No caso de "As Flores do Mal", outro lançamento de 2007 assinado por Nassetti, foi o poeta e tradutor Ivo Barroso quem apontou o plágio num artigo na revista virtual "Agulha". A edição copiada é de 1958, da série Clássicos Garnier, da Difusão Européia do Livro, com os versos de Charles Baudelaire (1821-1867) traduzidos pelo poeta paulista Jamil Almansur Haddad (1914-1988).
"É impossível haver identidade absoluta entre todos os versos de um poema. O máximo são dois versos iguais. Mas as únicas mudanças feitas foram de palavras difíceis por outras de mais fácil compreensão, e ainda alterando a métrica e a rima", explica Barroso, tradutor da poesia completa de Rimbaud. Herdeiros de Haddad não foram encontrados pela Folha.

Tradução 24 horas?
Em 2000, respondendo a uma intimação judicial da Companhia das Letras, a Martin Claret reconheceu ter usado uma parte das traduções de Modesto Carone para três novelas de Kafka (1883-1924): "A Metamorfose", "Um Artista da Fome" e "Carta a Meu Pai".

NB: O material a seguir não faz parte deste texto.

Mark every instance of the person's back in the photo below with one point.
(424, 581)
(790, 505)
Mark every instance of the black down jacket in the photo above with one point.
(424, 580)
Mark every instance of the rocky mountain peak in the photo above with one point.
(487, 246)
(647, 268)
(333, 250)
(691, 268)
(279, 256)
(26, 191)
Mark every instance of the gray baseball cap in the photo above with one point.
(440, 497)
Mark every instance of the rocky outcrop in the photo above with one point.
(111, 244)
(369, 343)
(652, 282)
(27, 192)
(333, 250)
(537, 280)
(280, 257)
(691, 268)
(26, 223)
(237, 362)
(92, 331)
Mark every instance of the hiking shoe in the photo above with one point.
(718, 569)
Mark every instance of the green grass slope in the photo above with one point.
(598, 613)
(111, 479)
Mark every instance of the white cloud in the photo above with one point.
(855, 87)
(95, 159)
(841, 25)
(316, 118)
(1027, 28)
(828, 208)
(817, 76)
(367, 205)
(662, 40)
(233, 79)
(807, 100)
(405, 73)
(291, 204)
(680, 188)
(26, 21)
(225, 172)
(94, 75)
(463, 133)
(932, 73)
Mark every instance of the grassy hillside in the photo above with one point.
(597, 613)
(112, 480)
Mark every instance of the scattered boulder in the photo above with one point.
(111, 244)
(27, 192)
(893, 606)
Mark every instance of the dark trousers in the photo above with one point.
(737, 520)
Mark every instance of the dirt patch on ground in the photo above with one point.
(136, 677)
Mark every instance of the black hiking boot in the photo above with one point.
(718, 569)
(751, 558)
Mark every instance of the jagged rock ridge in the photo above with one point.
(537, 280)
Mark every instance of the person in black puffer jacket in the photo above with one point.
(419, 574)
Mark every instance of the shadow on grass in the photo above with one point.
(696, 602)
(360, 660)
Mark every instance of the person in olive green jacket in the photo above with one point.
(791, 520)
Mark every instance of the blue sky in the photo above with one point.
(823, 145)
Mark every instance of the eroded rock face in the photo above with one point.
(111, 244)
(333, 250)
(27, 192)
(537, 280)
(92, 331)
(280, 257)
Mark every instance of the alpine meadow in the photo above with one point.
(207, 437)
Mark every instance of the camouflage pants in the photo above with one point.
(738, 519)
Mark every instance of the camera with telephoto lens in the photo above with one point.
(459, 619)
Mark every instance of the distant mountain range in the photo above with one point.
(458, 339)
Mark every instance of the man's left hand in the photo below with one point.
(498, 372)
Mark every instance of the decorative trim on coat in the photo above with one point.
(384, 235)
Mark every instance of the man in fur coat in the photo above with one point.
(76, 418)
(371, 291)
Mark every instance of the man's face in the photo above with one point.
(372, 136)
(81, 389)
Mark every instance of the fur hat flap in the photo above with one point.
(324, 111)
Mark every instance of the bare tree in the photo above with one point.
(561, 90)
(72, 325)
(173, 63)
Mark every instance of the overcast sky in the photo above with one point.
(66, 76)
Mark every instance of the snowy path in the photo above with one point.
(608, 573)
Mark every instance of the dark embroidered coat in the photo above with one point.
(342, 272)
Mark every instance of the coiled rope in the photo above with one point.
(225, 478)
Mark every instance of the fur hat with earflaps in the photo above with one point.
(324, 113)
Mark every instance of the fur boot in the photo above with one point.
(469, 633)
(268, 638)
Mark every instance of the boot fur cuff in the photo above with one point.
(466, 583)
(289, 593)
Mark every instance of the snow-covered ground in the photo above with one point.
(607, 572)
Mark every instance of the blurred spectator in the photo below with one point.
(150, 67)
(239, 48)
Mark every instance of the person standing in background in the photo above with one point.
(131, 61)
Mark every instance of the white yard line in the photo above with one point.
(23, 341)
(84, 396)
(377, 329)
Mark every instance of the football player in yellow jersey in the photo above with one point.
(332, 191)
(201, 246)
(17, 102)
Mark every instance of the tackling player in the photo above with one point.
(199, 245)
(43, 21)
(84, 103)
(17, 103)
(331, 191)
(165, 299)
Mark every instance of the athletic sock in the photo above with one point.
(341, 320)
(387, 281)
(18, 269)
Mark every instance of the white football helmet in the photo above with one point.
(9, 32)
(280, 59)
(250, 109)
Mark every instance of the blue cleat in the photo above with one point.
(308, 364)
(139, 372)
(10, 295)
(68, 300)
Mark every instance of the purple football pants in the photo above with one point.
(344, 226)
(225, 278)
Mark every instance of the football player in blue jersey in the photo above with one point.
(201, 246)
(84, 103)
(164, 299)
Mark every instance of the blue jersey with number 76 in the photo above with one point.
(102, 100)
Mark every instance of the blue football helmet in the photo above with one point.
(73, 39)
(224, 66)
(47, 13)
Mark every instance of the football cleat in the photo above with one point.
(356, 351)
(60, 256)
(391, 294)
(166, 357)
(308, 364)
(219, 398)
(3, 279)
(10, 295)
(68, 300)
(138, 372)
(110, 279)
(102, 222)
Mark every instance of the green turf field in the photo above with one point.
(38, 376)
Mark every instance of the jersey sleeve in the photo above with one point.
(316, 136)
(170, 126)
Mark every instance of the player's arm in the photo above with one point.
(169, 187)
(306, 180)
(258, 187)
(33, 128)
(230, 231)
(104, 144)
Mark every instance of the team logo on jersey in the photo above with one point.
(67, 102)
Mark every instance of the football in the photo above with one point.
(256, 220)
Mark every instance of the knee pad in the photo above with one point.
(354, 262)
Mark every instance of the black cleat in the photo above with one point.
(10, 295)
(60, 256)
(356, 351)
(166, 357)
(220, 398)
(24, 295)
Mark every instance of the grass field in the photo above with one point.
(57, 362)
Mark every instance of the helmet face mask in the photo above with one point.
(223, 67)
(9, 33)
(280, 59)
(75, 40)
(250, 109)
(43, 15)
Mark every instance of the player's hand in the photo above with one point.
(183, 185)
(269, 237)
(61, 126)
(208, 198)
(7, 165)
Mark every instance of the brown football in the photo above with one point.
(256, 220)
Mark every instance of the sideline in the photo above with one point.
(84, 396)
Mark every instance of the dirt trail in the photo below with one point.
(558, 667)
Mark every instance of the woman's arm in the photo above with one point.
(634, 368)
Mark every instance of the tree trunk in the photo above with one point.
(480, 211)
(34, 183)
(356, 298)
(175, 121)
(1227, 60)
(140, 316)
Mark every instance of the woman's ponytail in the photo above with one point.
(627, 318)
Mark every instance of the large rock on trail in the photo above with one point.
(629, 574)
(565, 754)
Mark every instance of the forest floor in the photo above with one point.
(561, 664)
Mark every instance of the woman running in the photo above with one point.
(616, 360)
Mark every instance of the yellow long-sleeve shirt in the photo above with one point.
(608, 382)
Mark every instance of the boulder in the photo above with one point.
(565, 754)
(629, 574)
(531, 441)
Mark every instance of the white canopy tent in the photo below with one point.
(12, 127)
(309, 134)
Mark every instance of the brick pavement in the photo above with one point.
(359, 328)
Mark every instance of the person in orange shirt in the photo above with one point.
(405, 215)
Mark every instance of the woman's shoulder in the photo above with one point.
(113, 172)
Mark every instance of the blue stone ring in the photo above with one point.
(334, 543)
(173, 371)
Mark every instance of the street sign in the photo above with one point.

Indenizou Carone e retirou de circulação o livro, que tinha como tradutores Nassetti e Torrieri Guimarães.
A nova edição, de 2007, é assinada só por Guimarães, um jornalista de 74 anos que fez várias traduções de Kafka para a editora Hemus e de outros autores para a Martin Claret.
Um caso menos grave é o da editora Hedra, que reconheceu notas de sua versão de "Metamorfoses", de Ovídio, nas da Martin Claret.
Como a tradução e a maioria das notas são do poeta português Bocage (1765-1805), que já está em domínio público, descartou-se medida judicial.
Suspeita-se que muitos outros livros da Martin Claret usem traduções plagiadas, já que poucos e desconhecidos nomes -como Alex Marins e Jean Melville- assinam um arco eclético de títulos.
Pietro Nassetti teria traduzido Shakespeare, Maquiavel, Descartes, Rousseau, Voltaire, Schopenhauer, Balzac, Poe e outros.
"Se esse cara trabalhasse 24 horas por dia durante 60 anos, não traduziria nem a décima parte disso", afirma o especialista Ivo Barroso.
Segundo o artigo 184 do Código Penal, os plagiadores estão sujeitos a detenção de três meses a um ano. Na área cível, podem arcar com danos morais e materiais.